The Chaos Scroll – whatever it truly was, and whatever impossible origin it had – was irrevocably, a source of relief for Yohei. It wasn't just a potential path to power; it was a lifeline, a promise that maybe, just maybe, he and his mother wouldn't be crushed by the madness of the world.

…Or so he hoped.

He had no idea how it worked, after all.

The only reason he wasn't panicking about the three "gifts" he'd already received being the last ones was because he could feel it. Somewhere deeper than skin, deeper than blood or bone, sat the presence of the foreign object tethered to him. It wasn't sleeping, exactly – more like waiting. Heavy. Expectant. Watching the world with him from inside.
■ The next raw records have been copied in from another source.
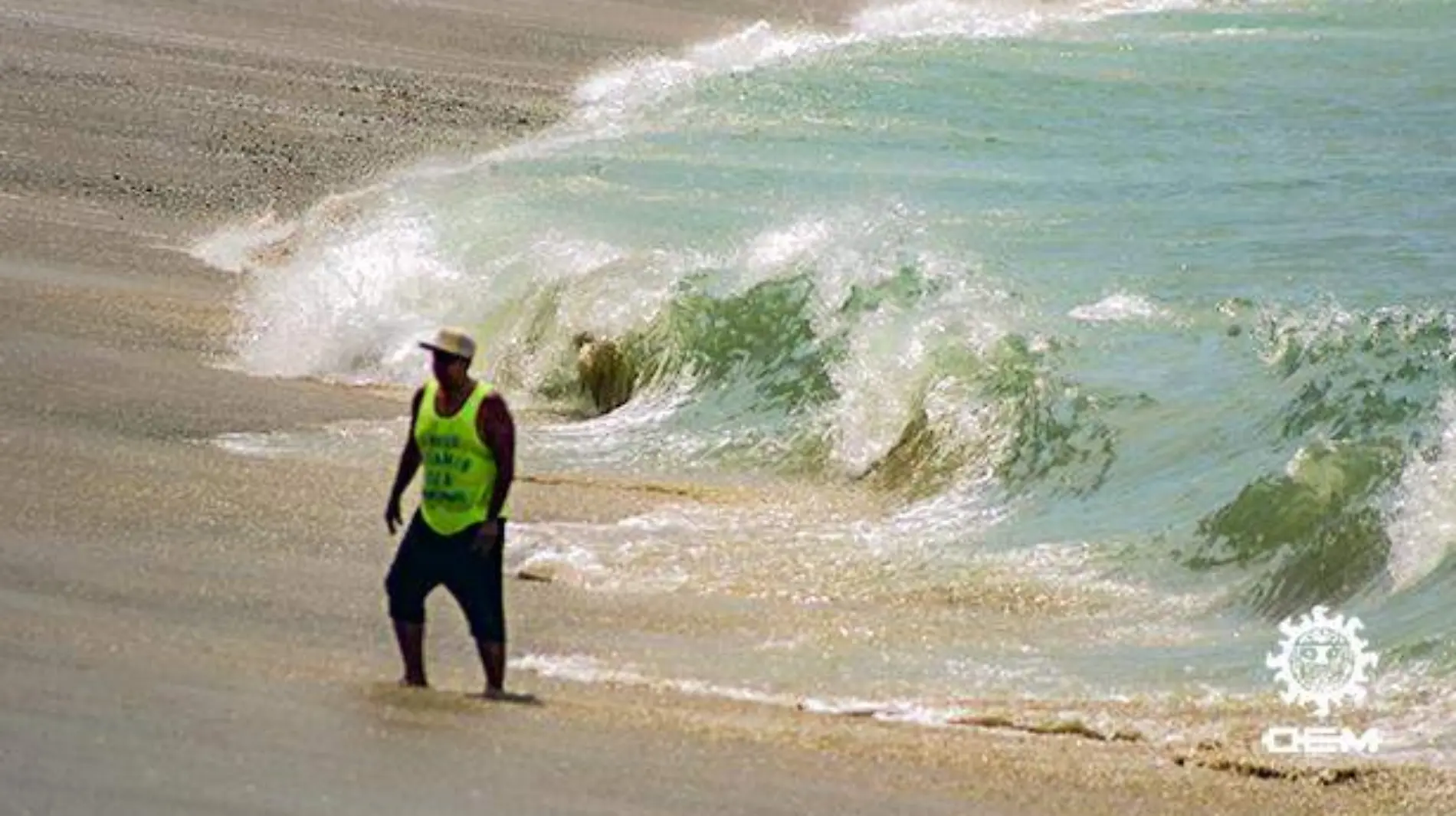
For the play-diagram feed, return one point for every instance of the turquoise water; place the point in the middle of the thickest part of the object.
(1165, 293)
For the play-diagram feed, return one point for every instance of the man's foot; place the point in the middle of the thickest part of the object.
(501, 696)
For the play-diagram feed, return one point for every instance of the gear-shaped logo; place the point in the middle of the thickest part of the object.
(1323, 662)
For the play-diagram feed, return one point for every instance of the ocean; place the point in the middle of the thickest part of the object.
(1064, 348)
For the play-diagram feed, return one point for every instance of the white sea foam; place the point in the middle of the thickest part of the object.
(1423, 516)
(1119, 307)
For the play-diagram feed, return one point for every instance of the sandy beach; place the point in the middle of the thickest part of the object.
(192, 631)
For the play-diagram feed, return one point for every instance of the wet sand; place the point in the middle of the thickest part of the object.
(184, 630)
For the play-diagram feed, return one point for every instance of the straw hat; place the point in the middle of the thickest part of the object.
(451, 341)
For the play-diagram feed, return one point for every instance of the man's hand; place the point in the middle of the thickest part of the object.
(392, 514)
(490, 537)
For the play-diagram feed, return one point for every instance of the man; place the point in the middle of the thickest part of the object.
(464, 434)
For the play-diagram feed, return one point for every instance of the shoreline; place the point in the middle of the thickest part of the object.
(203, 589)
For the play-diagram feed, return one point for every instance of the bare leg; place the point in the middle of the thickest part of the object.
(412, 649)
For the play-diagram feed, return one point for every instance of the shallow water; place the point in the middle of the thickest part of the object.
(1085, 342)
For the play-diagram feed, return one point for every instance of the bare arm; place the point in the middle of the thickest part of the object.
(409, 460)
(498, 432)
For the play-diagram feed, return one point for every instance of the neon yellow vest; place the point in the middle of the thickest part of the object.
(459, 469)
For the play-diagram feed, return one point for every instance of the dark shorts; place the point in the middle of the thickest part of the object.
(427, 559)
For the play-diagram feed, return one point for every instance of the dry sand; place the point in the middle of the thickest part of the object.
(189, 631)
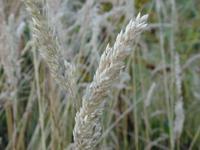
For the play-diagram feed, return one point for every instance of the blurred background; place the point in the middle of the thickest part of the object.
(155, 104)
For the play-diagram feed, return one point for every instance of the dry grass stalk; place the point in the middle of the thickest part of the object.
(179, 110)
(88, 129)
(62, 70)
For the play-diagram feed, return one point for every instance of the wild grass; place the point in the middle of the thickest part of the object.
(63, 87)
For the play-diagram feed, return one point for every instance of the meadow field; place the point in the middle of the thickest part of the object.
(99, 75)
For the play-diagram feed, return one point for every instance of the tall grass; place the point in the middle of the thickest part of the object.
(63, 87)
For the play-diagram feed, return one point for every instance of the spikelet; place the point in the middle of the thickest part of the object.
(62, 71)
(88, 129)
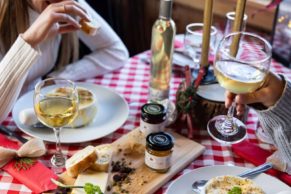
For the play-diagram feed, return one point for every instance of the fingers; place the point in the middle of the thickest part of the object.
(253, 97)
(240, 109)
(73, 8)
(65, 18)
(67, 28)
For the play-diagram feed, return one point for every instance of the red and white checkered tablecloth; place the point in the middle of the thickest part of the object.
(132, 83)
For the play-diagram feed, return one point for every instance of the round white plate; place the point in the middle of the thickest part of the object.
(112, 112)
(183, 184)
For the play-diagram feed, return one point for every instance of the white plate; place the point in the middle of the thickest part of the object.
(112, 112)
(183, 184)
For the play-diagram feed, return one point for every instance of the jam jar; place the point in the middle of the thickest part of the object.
(158, 151)
(153, 117)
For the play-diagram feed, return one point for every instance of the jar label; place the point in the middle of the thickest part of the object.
(148, 128)
(158, 163)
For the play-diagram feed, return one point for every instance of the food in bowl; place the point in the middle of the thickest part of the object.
(87, 106)
(232, 185)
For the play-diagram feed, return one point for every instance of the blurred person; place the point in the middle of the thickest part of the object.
(40, 38)
(272, 103)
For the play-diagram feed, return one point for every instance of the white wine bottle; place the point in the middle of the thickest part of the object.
(162, 45)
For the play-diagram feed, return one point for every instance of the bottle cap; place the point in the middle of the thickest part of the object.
(153, 112)
(166, 9)
(160, 141)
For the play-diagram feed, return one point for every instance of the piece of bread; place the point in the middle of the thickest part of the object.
(93, 177)
(104, 153)
(81, 160)
(89, 27)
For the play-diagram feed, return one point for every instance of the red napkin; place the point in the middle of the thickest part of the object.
(258, 156)
(37, 178)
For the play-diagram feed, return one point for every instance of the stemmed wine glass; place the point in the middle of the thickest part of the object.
(239, 71)
(56, 105)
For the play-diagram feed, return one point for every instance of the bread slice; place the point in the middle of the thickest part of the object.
(93, 177)
(81, 160)
(104, 153)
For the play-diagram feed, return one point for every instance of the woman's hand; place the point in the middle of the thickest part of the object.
(56, 18)
(267, 95)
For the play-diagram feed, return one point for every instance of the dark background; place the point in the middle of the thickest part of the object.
(126, 18)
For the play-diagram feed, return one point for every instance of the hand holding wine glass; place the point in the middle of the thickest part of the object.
(267, 95)
(56, 109)
(240, 71)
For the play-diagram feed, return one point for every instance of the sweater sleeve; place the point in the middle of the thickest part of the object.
(108, 52)
(276, 121)
(13, 71)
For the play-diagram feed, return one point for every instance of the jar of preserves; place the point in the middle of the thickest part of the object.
(153, 117)
(158, 151)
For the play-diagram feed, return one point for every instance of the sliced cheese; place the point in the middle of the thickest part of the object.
(81, 160)
(104, 153)
(93, 177)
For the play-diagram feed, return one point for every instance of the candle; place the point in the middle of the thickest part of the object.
(237, 26)
(207, 21)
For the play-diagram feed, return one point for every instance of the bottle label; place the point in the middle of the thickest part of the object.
(148, 128)
(158, 163)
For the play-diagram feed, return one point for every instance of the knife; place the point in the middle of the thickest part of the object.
(11, 133)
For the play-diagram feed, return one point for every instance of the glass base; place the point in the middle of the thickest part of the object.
(216, 131)
(263, 136)
(209, 78)
(58, 160)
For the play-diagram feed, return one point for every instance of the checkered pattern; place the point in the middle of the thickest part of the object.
(132, 83)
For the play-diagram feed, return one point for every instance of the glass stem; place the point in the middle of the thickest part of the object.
(228, 126)
(58, 159)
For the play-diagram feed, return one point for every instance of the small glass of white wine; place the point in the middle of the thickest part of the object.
(239, 69)
(56, 109)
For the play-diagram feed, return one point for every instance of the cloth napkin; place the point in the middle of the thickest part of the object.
(37, 178)
(257, 156)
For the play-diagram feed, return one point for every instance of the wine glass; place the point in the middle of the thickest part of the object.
(193, 41)
(56, 105)
(239, 71)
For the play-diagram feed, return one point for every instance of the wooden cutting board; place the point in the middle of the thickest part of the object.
(144, 180)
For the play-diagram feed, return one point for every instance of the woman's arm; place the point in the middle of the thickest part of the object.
(276, 120)
(275, 112)
(13, 71)
(108, 52)
(21, 56)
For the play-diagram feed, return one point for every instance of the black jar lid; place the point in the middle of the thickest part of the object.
(160, 141)
(153, 111)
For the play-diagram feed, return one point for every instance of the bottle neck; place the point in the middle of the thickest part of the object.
(165, 9)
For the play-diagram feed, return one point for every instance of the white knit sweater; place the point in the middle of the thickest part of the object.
(276, 121)
(22, 66)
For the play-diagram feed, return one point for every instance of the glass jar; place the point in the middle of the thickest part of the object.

But without knowing what would wake it again, Yohei couldn't rely on it. For now, he had to squeeze every drop of use out of what he already had. That meant testing, understanding, and developing the two Bloodline Limits – and learning the technique drawn across the last scroll: Extreme Muscle Assault.

"What the hell!?"

…He might have been a bit overeager.

"Shi-"

Which is why, when his mother – dragged early from sleep by a chorus of grunts, strained breathing, and the ominous creak-creak-creak of tortured wood – burst into his room, she found her son in a state that would haunt her until the day she died.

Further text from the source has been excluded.